To create Python-based Spark jobs as questions in your clean rooms, follow the guidelines listed below when preparing your code:

  • The code must be available to the clean room in a Wheel package format.

  • The code must follow the format of the included files in the template.zip package provided by your LiveRamp representative. This includes:

    • requirements.txt is a requirements file that lists packages required to run your custom code for reference while running the job.

    • setup.py file

    • transformation.py: Referred to in the setup.py file. This must be called transformation.py.

    • custom_job directory with an optional custom_code.py file. Either include your business logic in the transformation.py script directly or invoke the custom_code.py file in the transformation.py script.

    • __init__.py files

    • data_handler.py: Enables clean rooms to create dataframes from configured datasets.

  • The code must follow the templatized structure we've provided in the template.zip package, including:

    • Leave the data_handler.py file as-is.

    • For the transformation.py file:

      • Include the Transformation class based on the provided template.

      • def transform () function to wrap around the core business logic.

        • ${dataset} definitions of dataframes to account for datasets.
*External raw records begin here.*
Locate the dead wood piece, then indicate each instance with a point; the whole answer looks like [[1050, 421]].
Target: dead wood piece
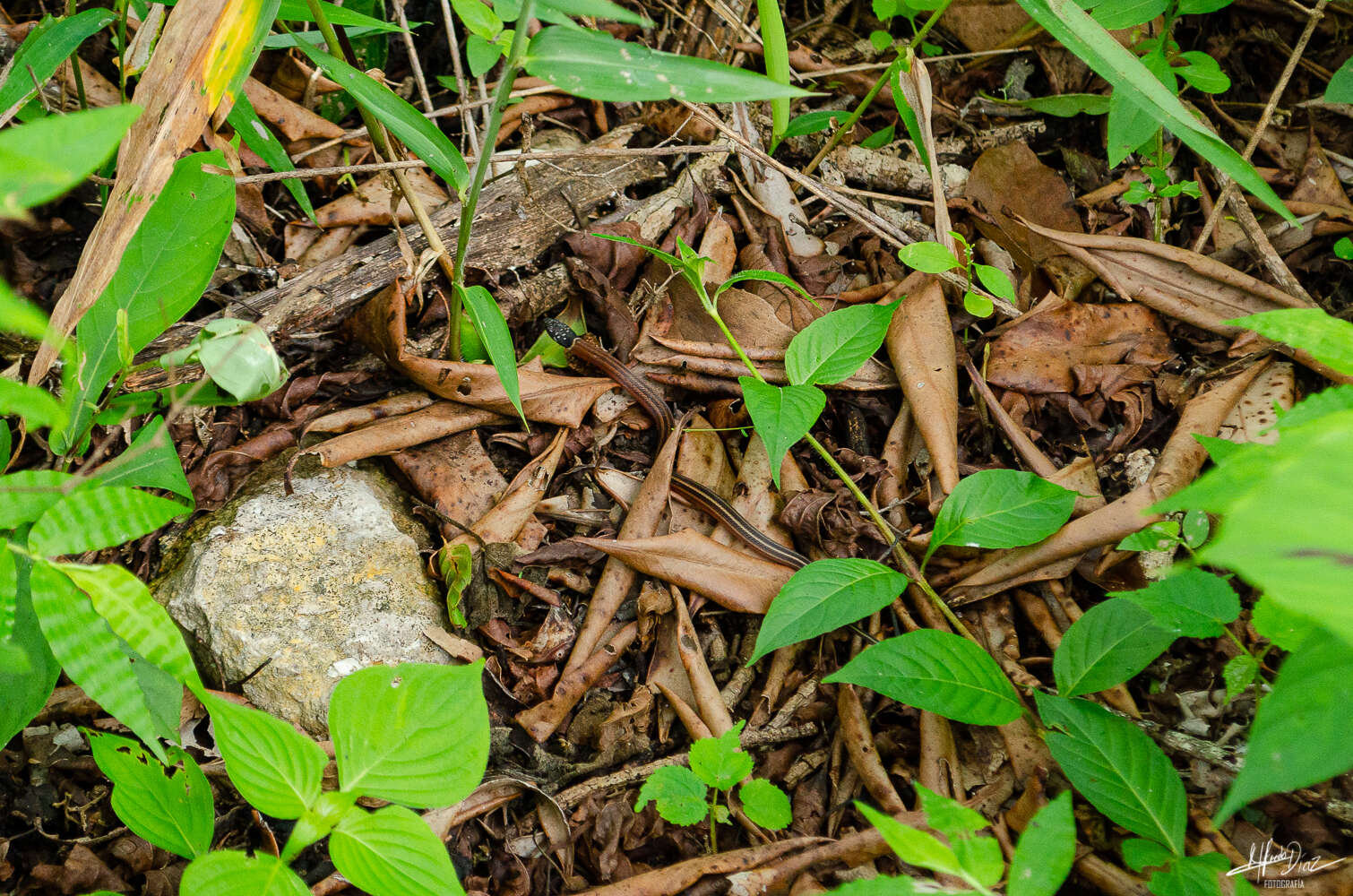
[[517, 220]]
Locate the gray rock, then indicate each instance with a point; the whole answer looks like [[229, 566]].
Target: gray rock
[[317, 583]]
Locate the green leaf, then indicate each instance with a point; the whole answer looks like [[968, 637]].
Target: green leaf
[[273, 766], [482, 55], [1108, 644], [1341, 84], [824, 596], [814, 122], [1092, 44], [169, 807], [1125, 13], [1065, 105], [299, 11], [149, 461], [1300, 729], [1045, 851], [1239, 673], [408, 124], [781, 416], [125, 602], [1284, 520], [995, 281], [392, 851], [50, 44], [833, 347], [1188, 604], [413, 734], [939, 672], [47, 159], [262, 141], [766, 805], [597, 10], [36, 405], [1326, 337], [599, 66], [1203, 72], [912, 846], [720, 762], [99, 517], [1002, 509], [493, 329], [29, 672], [930, 257], [1116, 768], [681, 796], [162, 273], [140, 694], [233, 874]]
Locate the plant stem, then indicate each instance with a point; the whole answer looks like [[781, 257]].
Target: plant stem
[[381, 142], [477, 177], [900, 554], [849, 125]]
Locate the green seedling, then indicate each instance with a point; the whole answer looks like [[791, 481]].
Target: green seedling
[[718, 765]]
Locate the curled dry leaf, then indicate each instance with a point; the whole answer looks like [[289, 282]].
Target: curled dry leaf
[[692, 561], [202, 50], [920, 344], [1180, 283], [1178, 463], [547, 398]]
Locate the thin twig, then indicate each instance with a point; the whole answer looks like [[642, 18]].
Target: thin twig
[[1316, 13], [623, 151]]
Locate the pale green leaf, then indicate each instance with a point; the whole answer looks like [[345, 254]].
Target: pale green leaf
[[720, 762], [681, 796], [782, 414], [1116, 768], [1188, 602], [272, 765], [162, 273], [1002, 509], [167, 806], [914, 846], [939, 672], [413, 734], [1326, 337], [392, 851], [137, 694], [408, 124], [233, 874], [1045, 851], [50, 44], [1108, 644], [1300, 731], [496, 339], [766, 805], [125, 602], [44, 160], [99, 517], [930, 257], [601, 68], [149, 461], [833, 347], [824, 596], [1084, 37]]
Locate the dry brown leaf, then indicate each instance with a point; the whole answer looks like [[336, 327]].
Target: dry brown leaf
[[734, 580], [920, 344], [202, 45], [546, 397], [1180, 283]]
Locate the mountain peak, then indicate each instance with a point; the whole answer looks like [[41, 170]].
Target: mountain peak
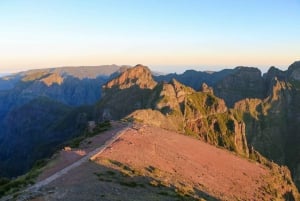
[[137, 76], [294, 70]]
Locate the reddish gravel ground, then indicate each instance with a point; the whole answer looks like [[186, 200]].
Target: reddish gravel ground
[[66, 157], [212, 170]]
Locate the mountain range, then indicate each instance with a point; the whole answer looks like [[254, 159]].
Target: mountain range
[[251, 114]]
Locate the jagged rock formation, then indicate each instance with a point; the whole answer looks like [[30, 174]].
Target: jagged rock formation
[[39, 111], [272, 123], [245, 82], [174, 106]]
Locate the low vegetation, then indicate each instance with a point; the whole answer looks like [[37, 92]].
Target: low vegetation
[[10, 186]]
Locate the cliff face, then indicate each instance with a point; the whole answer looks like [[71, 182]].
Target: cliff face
[[34, 131], [264, 114], [39, 110], [245, 82], [173, 106], [272, 123]]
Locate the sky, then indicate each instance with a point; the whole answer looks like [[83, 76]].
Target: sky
[[166, 35]]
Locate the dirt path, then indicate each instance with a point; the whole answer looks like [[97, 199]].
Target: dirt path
[[86, 158]]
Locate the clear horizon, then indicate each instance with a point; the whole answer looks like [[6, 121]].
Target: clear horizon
[[167, 36]]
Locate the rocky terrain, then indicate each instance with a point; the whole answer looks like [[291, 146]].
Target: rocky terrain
[[252, 115], [41, 109], [149, 163]]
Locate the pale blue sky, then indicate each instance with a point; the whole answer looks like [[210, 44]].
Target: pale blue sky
[[166, 35]]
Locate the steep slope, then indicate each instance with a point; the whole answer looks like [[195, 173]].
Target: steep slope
[[126, 93], [245, 82], [149, 163], [34, 131], [272, 123], [194, 78], [173, 106], [39, 110]]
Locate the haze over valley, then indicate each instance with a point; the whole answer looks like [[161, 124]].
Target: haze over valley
[[149, 100]]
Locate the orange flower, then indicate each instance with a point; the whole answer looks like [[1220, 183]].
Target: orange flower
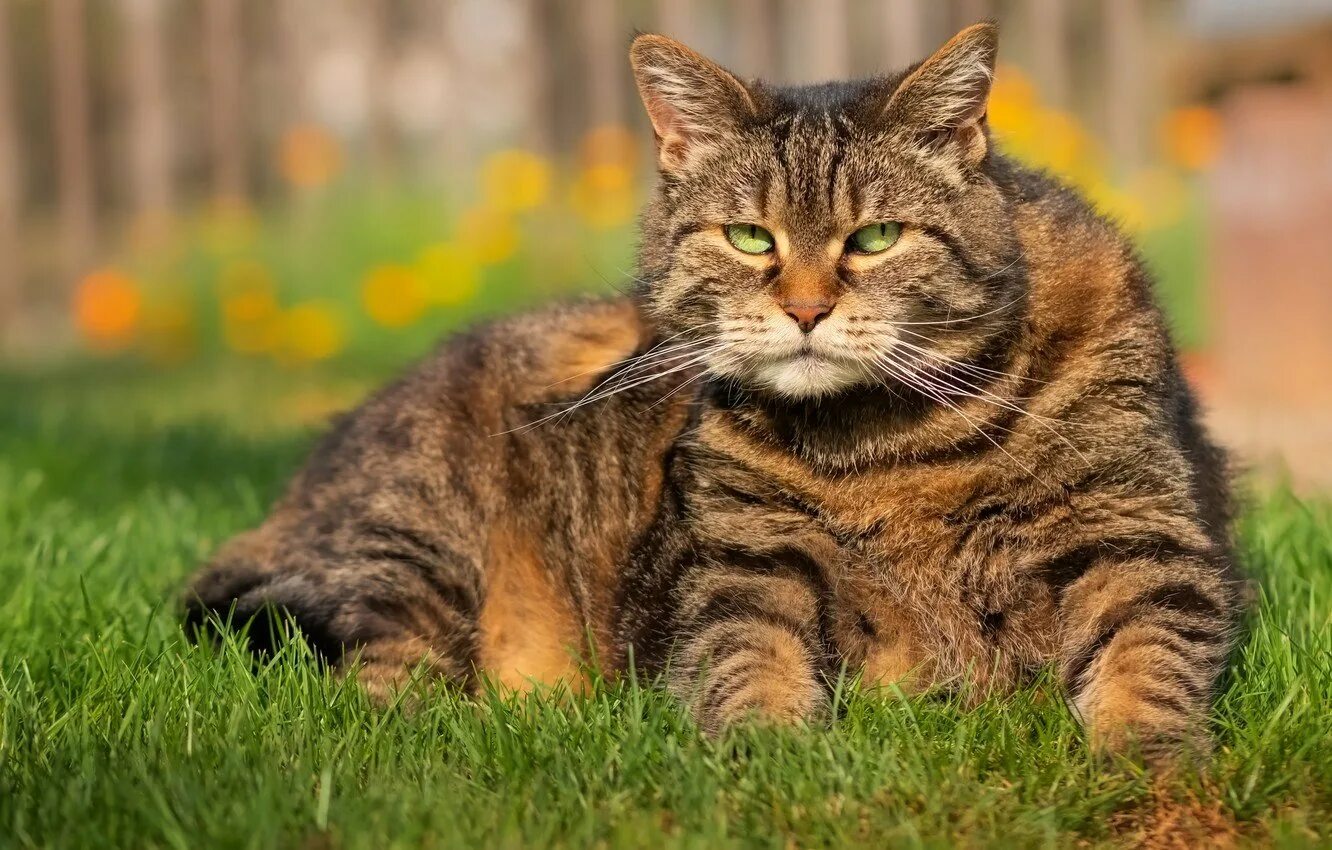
[[108, 307], [609, 144], [393, 296], [1192, 136], [309, 156], [604, 196]]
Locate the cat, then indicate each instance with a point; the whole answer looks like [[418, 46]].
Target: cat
[[882, 403]]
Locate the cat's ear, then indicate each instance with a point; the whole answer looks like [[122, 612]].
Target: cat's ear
[[942, 103], [691, 101]]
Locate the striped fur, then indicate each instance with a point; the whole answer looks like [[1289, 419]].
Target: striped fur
[[989, 464], [982, 462]]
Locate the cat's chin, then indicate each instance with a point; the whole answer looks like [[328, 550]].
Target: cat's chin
[[806, 377]]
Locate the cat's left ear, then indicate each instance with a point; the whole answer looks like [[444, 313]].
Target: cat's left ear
[[691, 101], [942, 104]]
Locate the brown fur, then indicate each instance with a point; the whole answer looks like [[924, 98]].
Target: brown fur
[[979, 462]]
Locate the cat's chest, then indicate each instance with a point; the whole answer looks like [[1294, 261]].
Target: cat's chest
[[917, 589]]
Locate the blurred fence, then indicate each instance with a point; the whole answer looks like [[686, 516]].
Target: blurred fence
[[117, 116]]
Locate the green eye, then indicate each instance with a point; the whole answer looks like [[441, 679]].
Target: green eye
[[874, 237], [749, 237]]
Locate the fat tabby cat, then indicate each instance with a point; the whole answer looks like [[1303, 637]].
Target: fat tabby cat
[[882, 403]]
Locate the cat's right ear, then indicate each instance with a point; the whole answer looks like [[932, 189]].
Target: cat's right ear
[[691, 101]]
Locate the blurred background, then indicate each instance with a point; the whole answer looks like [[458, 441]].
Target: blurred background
[[259, 208]]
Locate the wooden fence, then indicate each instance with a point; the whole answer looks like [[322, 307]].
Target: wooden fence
[[131, 111]]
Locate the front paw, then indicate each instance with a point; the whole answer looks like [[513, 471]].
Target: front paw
[[1127, 722], [765, 701]]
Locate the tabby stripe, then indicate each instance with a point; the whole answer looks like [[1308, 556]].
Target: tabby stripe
[[1068, 566]]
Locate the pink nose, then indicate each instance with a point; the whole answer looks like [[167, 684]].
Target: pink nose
[[807, 313]]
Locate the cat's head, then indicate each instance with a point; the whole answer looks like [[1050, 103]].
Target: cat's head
[[814, 240]]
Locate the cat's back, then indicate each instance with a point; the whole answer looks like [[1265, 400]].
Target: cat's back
[[496, 486]]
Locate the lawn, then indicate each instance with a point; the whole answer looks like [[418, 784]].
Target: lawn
[[116, 480]]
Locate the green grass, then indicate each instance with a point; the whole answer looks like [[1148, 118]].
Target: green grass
[[116, 732]]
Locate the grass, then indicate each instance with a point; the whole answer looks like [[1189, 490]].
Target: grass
[[116, 481]]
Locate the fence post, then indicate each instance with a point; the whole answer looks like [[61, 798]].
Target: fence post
[[754, 27], [675, 19], [605, 47], [1124, 28], [11, 193], [151, 148], [903, 32], [225, 132], [826, 43], [1048, 23], [73, 148]]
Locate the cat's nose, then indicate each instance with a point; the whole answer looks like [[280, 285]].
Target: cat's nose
[[807, 313]]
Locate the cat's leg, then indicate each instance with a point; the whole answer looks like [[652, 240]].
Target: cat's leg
[[749, 645], [389, 605], [1144, 640]]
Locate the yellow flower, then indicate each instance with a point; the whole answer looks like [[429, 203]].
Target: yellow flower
[[514, 180], [168, 331], [393, 296], [489, 233], [108, 308], [1012, 103], [609, 144], [1160, 197], [449, 272], [309, 156], [312, 331], [1192, 136], [604, 196]]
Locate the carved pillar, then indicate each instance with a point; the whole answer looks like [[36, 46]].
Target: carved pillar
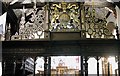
[[34, 65], [118, 65], [8, 33], [45, 66], [14, 69], [86, 66], [23, 73], [97, 58], [8, 67], [3, 68], [49, 66], [81, 66]]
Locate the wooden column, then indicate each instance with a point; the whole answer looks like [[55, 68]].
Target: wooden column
[[14, 69], [97, 58], [34, 66], [118, 65], [23, 74], [86, 66]]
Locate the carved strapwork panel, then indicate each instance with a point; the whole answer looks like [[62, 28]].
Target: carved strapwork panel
[[96, 25], [32, 26], [64, 17]]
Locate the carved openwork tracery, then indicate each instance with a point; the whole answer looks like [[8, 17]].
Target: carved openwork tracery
[[33, 28], [97, 27], [64, 17]]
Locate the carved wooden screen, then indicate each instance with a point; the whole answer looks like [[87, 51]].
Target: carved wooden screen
[[64, 17]]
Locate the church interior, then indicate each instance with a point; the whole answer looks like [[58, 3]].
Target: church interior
[[60, 37]]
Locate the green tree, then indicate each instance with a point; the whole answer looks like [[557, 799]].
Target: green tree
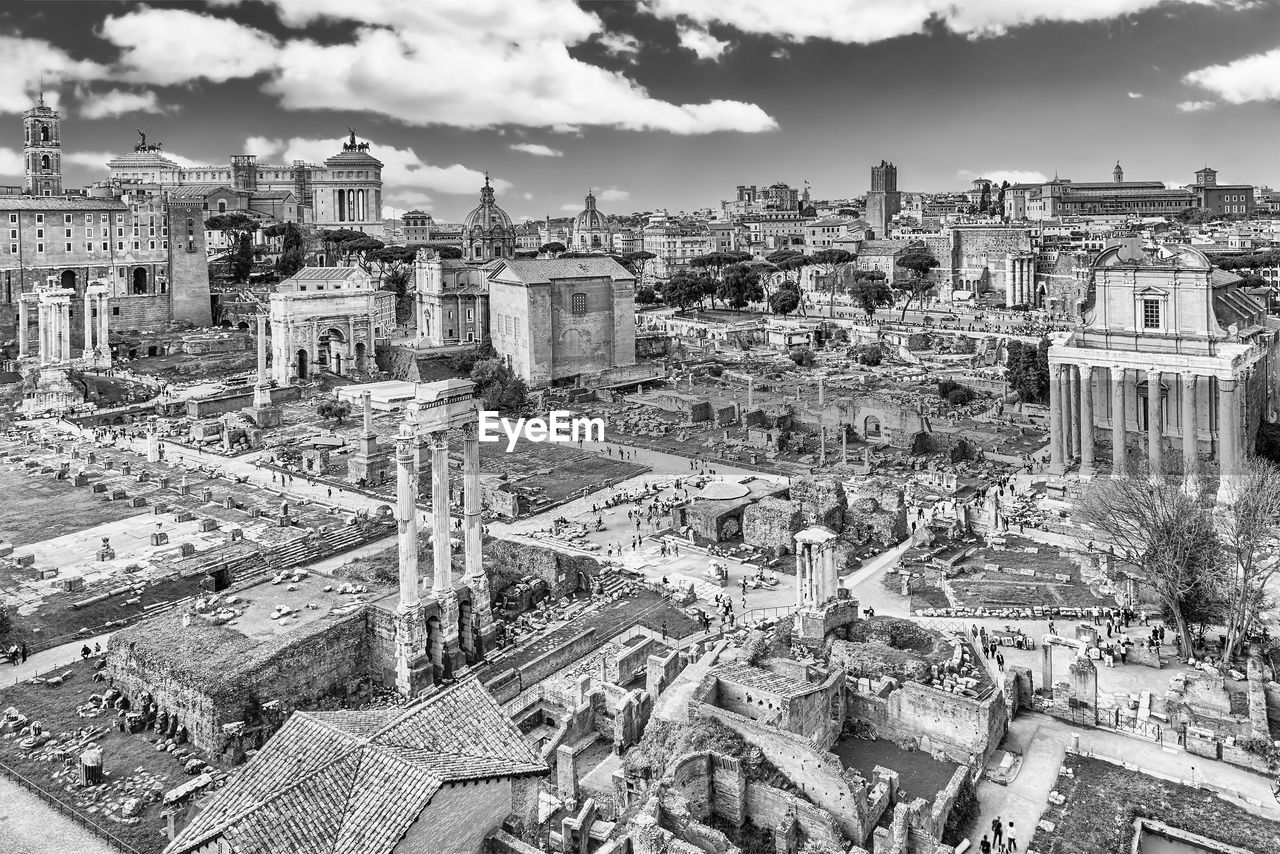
[[336, 410], [784, 301], [1027, 370], [685, 291], [832, 263], [741, 286], [293, 250], [636, 261], [918, 284], [871, 291], [498, 386], [803, 356]]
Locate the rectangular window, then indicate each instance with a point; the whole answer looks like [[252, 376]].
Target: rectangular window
[[1151, 314]]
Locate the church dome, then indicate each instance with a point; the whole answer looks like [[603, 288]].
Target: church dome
[[590, 219], [487, 217]]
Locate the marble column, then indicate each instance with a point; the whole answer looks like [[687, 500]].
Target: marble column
[[1119, 461], [1074, 375], [88, 324], [406, 519], [1228, 439], [471, 533], [104, 342], [1087, 419], [1191, 451], [23, 327], [443, 581], [1056, 459], [1155, 425]]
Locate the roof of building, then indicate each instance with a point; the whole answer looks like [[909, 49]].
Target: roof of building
[[337, 782], [766, 680], [60, 202], [545, 270]]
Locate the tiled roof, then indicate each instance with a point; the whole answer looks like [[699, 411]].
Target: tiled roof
[[766, 680], [544, 270], [352, 782], [59, 202]]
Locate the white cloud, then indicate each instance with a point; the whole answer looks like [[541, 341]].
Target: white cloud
[[702, 42], [536, 150], [21, 64], [118, 103], [12, 164], [168, 46], [402, 168], [612, 193], [1000, 176], [1251, 78], [864, 22], [620, 44]]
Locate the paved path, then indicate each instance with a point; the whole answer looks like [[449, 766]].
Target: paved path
[[30, 826]]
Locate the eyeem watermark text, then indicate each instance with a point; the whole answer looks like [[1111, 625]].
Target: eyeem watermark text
[[561, 425]]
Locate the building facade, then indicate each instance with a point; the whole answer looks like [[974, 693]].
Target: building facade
[[883, 200], [1171, 362], [562, 320], [344, 192]]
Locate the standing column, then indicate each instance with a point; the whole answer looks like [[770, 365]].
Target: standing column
[[471, 501], [23, 327], [88, 324], [1119, 462], [1086, 419], [1155, 427], [1228, 439], [406, 519], [443, 581], [1191, 450], [1056, 459], [104, 341], [1074, 375]]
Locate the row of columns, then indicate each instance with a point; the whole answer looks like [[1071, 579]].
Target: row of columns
[[1019, 281], [1072, 420], [410, 640]]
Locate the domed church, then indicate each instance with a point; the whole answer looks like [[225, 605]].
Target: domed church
[[590, 231], [487, 232]]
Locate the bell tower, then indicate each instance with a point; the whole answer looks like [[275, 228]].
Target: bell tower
[[42, 150]]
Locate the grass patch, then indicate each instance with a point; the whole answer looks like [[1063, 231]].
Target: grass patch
[[1102, 802]]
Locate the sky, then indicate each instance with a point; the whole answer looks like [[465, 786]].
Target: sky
[[658, 104]]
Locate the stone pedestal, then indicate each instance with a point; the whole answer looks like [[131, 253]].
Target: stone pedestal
[[412, 662]]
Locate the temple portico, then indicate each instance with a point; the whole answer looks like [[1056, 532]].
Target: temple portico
[[1171, 361], [461, 628]]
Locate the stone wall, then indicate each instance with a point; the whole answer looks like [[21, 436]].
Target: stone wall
[[772, 524], [954, 726]]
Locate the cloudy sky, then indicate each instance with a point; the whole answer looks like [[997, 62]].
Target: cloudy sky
[[659, 103]]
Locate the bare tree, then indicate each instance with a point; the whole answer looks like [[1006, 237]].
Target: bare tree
[[1248, 530], [1160, 530]]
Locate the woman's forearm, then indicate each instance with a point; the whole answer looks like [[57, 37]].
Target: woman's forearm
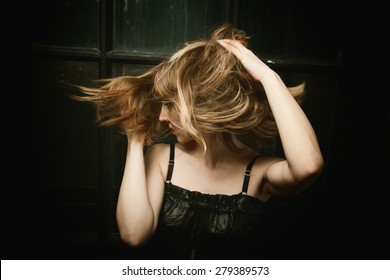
[[134, 212], [297, 135]]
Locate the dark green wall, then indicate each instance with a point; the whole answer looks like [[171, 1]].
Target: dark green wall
[[64, 172]]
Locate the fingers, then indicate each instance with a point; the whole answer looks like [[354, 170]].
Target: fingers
[[233, 46]]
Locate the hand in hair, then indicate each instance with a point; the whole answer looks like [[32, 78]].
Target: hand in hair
[[257, 68]]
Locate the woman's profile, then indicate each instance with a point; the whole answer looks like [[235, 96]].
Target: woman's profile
[[203, 195]]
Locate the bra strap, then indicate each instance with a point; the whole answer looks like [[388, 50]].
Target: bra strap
[[247, 175], [171, 162]]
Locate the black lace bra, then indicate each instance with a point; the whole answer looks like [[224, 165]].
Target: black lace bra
[[208, 226]]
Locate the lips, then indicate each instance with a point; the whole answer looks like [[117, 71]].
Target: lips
[[172, 129]]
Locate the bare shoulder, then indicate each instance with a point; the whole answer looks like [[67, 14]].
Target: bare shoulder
[[158, 151], [258, 184]]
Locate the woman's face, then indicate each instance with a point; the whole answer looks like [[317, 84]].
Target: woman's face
[[169, 115]]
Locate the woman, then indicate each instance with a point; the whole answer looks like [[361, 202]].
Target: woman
[[204, 194]]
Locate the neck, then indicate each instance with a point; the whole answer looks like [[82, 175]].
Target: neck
[[217, 150]]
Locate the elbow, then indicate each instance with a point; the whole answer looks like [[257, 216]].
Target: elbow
[[133, 240], [311, 170]]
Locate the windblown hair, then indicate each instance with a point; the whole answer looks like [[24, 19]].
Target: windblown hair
[[209, 88]]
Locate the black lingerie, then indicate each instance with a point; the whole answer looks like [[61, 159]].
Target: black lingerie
[[208, 226]]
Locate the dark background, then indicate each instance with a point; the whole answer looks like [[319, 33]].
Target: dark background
[[62, 172]]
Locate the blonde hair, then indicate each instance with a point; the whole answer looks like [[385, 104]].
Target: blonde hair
[[209, 88]]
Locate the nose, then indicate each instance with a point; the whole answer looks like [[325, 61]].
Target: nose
[[163, 114]]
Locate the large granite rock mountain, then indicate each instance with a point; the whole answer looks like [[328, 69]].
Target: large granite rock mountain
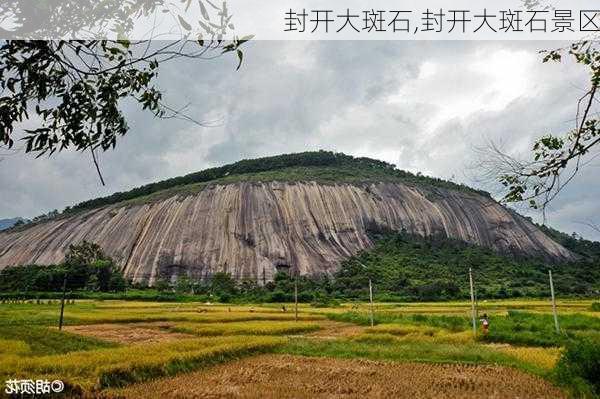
[[250, 229]]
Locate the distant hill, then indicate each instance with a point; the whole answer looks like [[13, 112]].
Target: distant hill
[[8, 223], [302, 212]]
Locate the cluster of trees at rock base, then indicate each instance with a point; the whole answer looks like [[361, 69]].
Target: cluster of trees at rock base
[[402, 267], [85, 267]]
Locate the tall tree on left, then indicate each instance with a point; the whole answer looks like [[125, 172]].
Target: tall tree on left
[[71, 91]]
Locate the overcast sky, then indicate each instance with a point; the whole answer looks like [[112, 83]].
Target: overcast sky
[[420, 105]]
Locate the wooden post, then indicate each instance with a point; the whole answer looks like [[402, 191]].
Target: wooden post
[[472, 302], [296, 298], [371, 301], [62, 303], [553, 302]]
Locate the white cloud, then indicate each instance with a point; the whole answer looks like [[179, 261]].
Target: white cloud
[[419, 105]]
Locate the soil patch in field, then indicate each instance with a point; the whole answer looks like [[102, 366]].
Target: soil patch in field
[[132, 333], [334, 330], [285, 376]]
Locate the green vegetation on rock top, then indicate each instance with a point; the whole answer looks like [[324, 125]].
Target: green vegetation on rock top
[[321, 166]]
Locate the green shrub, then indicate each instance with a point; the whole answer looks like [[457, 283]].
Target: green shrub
[[579, 367]]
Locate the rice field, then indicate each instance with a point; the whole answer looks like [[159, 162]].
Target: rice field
[[140, 349]]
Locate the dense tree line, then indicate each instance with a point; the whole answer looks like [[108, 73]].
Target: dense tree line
[[402, 267], [85, 267]]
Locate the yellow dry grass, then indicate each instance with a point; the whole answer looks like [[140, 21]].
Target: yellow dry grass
[[267, 327], [419, 333], [545, 358], [283, 376], [105, 367]]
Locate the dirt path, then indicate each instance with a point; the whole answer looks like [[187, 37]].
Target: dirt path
[[284, 376], [132, 333], [334, 330]]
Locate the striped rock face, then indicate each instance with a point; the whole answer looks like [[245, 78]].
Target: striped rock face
[[251, 230]]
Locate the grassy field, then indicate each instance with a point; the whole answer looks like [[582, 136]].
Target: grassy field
[[109, 346]]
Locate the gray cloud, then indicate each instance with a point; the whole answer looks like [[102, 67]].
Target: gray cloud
[[421, 105]]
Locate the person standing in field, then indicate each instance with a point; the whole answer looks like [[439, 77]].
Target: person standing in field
[[485, 323]]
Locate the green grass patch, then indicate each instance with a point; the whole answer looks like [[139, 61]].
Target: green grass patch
[[45, 341]]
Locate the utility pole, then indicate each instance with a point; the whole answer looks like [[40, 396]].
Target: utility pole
[[296, 298], [370, 295], [553, 302], [62, 302], [371, 300], [472, 302]]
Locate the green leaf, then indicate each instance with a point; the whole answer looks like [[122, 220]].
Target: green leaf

These represent macros in the question definition to provide placeholders for assigned datasets. Define them as you expect the macros to appear during the dataset assignment.

        • In the example package, these are referred to as the partner and owner variables.

      • result defines the desired output of the job. This can be done directly or via the custom_code.py script as illustrated in the template.

      • Core business logic should then be included in the def transform() function acting on the defined dataset dataframes or referenced via the custom_code option.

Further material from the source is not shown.